LARA

Project part 3

We say that a program is sufficiently annotated if every loop is cut by at least one assert annotation. Your task is to implement an automated verifier for sufficiently annotated programs.

In the archive below we added support for annotating any statement in a program with an assert by writting @assert(formula) immediately before the statement one wants to annotate. Please have a look at trait “Annotated” to see how syntax trees are annotated. Also have a look at the example programs in the archive.

Whereas “assert(formula)” calls denote runtime asserts that may crash the program, “@assert(formula)” annotations are just there for program verification. Hence an @assert annotation does not give rise to an edge toward the error state in the CFG.

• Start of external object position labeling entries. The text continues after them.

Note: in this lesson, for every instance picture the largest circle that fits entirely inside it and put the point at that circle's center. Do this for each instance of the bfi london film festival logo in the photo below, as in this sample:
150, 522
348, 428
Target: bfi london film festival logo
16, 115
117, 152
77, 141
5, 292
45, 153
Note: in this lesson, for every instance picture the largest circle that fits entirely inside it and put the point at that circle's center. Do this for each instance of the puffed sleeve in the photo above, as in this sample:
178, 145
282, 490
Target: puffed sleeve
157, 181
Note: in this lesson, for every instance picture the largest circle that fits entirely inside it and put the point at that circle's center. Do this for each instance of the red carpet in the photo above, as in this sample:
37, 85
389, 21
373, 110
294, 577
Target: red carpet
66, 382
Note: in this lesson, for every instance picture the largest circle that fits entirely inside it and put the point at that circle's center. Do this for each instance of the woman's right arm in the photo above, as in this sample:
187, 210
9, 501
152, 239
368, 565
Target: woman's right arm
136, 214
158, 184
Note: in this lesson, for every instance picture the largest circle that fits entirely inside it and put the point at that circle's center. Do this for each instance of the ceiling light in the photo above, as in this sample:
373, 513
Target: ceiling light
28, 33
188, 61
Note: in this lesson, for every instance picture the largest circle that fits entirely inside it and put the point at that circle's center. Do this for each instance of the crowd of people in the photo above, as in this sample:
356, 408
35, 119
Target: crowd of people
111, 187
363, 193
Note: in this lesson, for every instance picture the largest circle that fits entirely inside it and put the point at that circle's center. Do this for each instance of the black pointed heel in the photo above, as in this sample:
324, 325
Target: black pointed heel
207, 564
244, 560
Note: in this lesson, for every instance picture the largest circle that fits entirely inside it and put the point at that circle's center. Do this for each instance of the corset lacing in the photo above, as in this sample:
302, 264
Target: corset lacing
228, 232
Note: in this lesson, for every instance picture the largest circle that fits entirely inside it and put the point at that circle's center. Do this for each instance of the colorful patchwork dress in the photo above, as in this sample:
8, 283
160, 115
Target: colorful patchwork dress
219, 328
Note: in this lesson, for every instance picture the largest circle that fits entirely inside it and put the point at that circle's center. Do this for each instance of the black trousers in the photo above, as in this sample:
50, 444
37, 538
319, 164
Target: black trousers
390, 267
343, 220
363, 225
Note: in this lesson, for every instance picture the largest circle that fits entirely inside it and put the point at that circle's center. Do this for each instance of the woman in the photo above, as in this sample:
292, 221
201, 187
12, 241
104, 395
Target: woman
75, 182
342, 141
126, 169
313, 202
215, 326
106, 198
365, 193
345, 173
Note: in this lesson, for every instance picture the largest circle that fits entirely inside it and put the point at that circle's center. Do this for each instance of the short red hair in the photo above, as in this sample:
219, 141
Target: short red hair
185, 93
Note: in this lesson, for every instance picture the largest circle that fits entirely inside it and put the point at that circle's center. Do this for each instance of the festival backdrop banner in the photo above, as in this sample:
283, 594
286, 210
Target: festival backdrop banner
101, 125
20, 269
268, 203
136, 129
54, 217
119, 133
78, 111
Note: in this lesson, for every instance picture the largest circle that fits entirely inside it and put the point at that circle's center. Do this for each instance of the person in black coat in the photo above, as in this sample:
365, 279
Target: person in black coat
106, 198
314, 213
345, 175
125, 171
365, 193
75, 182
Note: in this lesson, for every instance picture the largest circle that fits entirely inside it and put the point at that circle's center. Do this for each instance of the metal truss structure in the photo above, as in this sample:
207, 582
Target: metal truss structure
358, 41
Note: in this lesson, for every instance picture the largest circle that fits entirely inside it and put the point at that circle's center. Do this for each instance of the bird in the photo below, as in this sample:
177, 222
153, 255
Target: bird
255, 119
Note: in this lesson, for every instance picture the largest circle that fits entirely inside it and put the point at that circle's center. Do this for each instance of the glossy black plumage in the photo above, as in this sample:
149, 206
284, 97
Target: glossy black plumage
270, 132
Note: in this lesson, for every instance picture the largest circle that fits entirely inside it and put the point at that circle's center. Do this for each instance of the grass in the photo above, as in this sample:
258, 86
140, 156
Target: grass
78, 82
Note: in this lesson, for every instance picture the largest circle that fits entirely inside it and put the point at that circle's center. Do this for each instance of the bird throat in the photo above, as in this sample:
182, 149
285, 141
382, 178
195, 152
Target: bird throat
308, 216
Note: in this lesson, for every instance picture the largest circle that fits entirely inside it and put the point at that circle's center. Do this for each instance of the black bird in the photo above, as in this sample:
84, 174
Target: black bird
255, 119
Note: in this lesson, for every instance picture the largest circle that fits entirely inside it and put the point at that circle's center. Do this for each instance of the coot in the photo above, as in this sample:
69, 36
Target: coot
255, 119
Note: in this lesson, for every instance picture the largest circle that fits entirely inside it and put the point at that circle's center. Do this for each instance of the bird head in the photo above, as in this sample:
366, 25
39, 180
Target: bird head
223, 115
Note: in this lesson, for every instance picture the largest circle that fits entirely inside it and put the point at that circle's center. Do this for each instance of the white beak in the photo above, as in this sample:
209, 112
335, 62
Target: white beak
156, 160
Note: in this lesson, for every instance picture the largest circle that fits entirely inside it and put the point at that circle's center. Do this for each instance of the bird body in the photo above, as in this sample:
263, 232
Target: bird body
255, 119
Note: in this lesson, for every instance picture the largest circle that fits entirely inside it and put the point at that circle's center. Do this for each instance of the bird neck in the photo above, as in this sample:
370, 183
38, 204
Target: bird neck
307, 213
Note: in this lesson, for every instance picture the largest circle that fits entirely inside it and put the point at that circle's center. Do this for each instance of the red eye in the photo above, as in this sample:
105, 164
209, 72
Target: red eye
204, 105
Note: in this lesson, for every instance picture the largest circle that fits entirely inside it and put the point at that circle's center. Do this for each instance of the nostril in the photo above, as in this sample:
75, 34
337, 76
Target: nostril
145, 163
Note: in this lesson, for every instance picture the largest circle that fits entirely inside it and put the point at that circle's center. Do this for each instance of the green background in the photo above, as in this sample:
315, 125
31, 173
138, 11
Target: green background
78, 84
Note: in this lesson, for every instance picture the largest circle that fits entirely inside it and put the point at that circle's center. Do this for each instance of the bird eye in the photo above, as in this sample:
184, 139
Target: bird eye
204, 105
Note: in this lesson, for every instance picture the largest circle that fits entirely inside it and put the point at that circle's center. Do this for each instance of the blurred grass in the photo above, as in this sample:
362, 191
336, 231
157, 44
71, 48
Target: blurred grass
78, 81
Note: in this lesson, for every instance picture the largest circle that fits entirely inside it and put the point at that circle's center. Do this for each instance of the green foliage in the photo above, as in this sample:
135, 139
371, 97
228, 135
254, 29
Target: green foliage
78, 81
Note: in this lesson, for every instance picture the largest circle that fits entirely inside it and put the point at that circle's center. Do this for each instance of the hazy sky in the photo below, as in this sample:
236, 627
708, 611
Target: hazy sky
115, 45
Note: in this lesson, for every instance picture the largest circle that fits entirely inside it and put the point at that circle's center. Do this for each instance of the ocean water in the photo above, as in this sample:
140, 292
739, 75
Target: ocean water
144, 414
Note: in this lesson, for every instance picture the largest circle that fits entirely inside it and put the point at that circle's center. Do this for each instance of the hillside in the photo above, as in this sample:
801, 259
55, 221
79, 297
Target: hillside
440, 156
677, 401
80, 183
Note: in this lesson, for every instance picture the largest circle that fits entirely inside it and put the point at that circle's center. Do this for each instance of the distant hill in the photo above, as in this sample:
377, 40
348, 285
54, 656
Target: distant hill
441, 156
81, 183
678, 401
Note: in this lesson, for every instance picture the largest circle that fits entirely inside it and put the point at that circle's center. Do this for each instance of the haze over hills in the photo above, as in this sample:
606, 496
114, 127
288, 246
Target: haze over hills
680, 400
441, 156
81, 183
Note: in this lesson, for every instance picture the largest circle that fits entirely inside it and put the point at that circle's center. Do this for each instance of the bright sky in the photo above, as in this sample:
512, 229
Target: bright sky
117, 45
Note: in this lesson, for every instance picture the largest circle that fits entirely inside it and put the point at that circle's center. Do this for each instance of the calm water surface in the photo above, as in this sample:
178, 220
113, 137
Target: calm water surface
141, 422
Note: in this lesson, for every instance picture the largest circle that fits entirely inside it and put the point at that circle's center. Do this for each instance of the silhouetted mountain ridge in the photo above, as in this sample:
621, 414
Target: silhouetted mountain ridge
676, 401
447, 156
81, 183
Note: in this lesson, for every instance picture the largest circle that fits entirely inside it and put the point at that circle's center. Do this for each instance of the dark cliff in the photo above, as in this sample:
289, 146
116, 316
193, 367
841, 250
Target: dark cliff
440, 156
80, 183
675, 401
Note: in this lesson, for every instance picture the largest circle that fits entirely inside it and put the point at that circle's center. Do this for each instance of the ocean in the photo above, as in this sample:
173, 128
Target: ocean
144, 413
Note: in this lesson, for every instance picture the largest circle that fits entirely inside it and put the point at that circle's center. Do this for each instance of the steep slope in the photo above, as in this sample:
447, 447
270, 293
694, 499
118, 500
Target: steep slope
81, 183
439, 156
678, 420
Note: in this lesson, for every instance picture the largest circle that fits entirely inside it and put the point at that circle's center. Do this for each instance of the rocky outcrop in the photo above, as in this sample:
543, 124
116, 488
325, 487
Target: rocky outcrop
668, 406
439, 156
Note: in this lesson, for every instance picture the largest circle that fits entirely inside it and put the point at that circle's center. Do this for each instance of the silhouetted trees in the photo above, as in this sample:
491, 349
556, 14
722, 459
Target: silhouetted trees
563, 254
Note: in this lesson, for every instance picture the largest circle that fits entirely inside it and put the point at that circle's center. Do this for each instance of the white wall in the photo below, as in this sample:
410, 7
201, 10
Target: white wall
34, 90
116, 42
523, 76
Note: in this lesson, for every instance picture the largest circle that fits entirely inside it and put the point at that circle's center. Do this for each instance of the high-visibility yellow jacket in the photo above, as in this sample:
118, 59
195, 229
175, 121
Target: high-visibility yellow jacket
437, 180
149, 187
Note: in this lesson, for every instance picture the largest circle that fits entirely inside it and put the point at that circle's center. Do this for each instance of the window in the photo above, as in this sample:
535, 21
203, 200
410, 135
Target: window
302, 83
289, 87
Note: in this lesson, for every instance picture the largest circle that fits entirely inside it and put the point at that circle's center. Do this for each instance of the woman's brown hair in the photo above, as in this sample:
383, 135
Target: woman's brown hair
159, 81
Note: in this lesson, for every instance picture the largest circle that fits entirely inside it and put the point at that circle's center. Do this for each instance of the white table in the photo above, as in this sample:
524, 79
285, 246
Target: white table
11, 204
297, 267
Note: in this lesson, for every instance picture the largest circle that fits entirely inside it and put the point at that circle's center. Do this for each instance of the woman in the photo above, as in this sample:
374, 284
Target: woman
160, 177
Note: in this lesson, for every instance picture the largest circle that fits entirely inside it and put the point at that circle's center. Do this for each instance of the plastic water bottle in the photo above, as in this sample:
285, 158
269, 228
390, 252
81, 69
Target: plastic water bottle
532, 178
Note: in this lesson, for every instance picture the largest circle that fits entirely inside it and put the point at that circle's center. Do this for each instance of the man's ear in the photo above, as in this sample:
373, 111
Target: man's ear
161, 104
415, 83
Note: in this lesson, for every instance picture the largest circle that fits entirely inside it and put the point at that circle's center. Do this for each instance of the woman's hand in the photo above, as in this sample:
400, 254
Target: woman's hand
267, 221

The CFG class has been modified for the needs of verification condition generation (VCG). It now includes assert annotations and the set of all variables declared in the program. The graph drawer now also includes annotations.

The archive contains code that translates an AST with assert annotations to a CFG with assert annotations. You can use this code or modify your own, as long as you are able to produce correctly annotated CFGs. Note that “assert(formula)” also generates an assert annotation in the given code.

Your task is to modify the file vcg/VCG.scala in order to implement a compositional verification condition generator that runs in polynomial time and that produces formulas with polynomially many disjunctions (with respect to the number of nodes of the CFG). Note that the rules given in the link above need to be adapted to CFGs.

Archive

Examples

You will find two folders named test/example1 and test/example2 in the archive. Both contain a program, a representation of its CFG (with asserts in square boxes), and representations of the basic paths of the program. For these examples, your code should generate verification conditions corresponding to the given basic paths.

Both examples are sufficiently annotated and correct.